#23621 closed enhancement (fixed)
[patch] Check for trees that are too big
Reported by: | anonymous | Owned by: | team |
---|---|---|---|
Priority: | normal | Milestone: | 24.07 |
Component: | Core validator | Version: | |
Keywords: | natural tree size | Cc: |
Description
According to the Guinness World Records, the greatest circumference for a tree is 43m. I suggest implementing a check for trees with circumferences exceeding this value, as they are likely to be errors.
For instance, we currently have 2001 nodes in the database with a circumference of 45: https://overpass-turbo.eu/s/1JUU. Osmose could suggest to check them and:
- delete the value if plainly wrong or
- fix 'circumference=45' to 'circumference=0.45' or 'circumference=45 cm'
Another check could be on height. Trees taller than Hyperion (tallest tree in the world with 116m) are likely to be errors.
I suggested this check in Osmose and they redirect me here:
https://overpass-turbo.eu/s/1JWd
At least 62638 trees worldwide affected by the circumference limit of 43m (excluding those with units or decimals).
I suspect this might be interesting for JOSM, for their numerical validation rules (which we synchronize with Osmose).
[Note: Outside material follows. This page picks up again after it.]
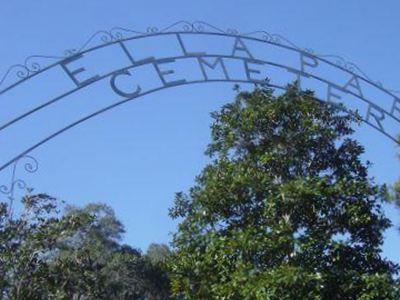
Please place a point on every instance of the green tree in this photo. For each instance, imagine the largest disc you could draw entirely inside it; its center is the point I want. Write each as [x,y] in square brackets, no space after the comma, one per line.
[75,255]
[284,210]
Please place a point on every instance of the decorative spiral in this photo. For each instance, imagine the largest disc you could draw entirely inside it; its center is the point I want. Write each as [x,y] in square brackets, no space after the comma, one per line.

That way it benefits more people and people who add those trees get a warning prior to uploading it in the first place.
Attachments (1)
Change History (30)
comment:1 by , 7 months ago
Keywords: | natural tree size added |
---|
comment:3 by , 7 months ago
I would opt for the first version, easier to understand and maintain.
Also the circumference
and diameter_crown
should be added to the numeric validator to warn cases such as circumference=10m
-> circumference=10 m
.
comment:4 by , 7 months ago
Is there really no method to ask for the - possibly converted - value in m using mapcss?
We have a similar test for towers also using a very complex regex:
*[man_made=communications_tower][height][height =~ /^((7[0-4]|[1-6]?[0-9])(\.[0-9]*)?( m)?|(2(4[0-5]|[0-3][0-9])|1?[0-9]?[0-9])((\.[0-9]*)?( ft|\')|\'(11|10|[0-9])(\.[0-9]*)?\"))$/] { /* 75m ~ 246ft ~ 246' */ throwWarning: tr("{0} together with {1}", "{0.tag}", "{1.tag}"); suggestAlternative: "man_made=tower + tower:type=communication + height"; group: tr("suspicious tag combination"); assertMatch: "node man_made=communications_tower height=58"; assertMatch: "node man_made=communications_tower height=\"74 m\""; assertMatch: "node man_made=communications_tower height=0.8"; assertMatch: "node man_made=communications_tower height=245'"; assertMatch: "node man_made=communications_tower height=\"224.22 ft\""; assertMatch: "node man_made=communications_tower height=231'10.22\""; assertNoMatch: "node man_made=communications_tower height=\"75 m\""; assertNoMatch: "node man_made=communications_tower height=75.72"; assertNoMatch: "node man_made=communications_tower height=\"328.22 ft\""; assertNoMatch: "node man_made=communications_tower height=4358'8\""; assertNoMatch: "node height=4358'"; }
comment:5 by , 7 months ago
In Rules/Runways I've used some MapCSS hack (to_int()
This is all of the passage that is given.